Anniversary of Greensboro Sit-Ins Highlights Continued Fight for Civil and Human Rights

Media 02.1,10

Fifty years ago today, four students from all-black North Carolina Agricultural and Technical College in Greensboro, N.C., walked into a Woolworth five-and-dime with the intention of ordering lunch even though there was a strict whites-only policy at the lunch counter.

The tactic was simple; Black and White civil rights advocates sat at lunch counters and waited to be served. The stores refused to serve them, and the students were arrested and hauled off to jail, sometimes after being beaten and spat on by White mobs.  The tactic became known as a “sit-in,” and in the 1960s, tens of thousands of students across the South were doing it — protesting Jim Crow segregation laws that discriminated against African-American citizens.


The story of the Greensboro Sit-In is attracting renewed attention because a new museum, the International Civil Rights Center and Museum, opens today in the old Woolworth building, the site of this historic sit-in.

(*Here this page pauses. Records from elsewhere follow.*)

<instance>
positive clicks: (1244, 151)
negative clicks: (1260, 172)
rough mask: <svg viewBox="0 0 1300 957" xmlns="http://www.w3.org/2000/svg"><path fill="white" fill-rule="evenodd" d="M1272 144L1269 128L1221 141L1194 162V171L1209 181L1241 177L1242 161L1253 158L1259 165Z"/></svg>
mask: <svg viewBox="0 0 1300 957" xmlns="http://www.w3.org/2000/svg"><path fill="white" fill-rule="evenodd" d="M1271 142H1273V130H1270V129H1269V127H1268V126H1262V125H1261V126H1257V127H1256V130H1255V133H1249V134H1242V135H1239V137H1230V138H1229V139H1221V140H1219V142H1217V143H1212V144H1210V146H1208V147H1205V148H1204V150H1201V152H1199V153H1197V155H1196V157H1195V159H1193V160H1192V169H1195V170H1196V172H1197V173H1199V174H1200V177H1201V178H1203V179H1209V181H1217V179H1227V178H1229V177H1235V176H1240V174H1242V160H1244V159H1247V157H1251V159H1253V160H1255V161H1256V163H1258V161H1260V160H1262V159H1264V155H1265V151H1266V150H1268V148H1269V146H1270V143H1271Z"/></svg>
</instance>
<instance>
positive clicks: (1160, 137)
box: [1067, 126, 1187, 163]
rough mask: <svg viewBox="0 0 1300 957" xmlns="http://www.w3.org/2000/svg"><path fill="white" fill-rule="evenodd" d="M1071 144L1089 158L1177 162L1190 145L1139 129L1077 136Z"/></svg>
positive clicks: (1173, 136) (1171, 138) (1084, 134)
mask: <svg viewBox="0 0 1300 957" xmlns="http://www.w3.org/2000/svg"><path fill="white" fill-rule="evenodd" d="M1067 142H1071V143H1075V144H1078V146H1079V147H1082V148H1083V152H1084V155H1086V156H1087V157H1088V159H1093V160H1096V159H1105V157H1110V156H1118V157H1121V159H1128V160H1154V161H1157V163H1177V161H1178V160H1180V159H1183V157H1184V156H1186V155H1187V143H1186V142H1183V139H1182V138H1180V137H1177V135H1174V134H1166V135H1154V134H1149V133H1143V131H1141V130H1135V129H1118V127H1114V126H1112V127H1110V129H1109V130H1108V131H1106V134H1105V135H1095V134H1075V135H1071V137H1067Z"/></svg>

The anniversary of the Greensboro sit-in, which coincides with the first day of Black History Month, gives the nation an opportunity to not only look back but to also look forward at the continuing struggle for civil and human rights in the United States.  The Leadership Conference recently sent a letter to Congress outlining critical civil and human rights concerns that must be addressed in 2010, including targeted job creation in hardest-hit communities, reforming the financial system to better protect consumers, and comprehensive immigration reform.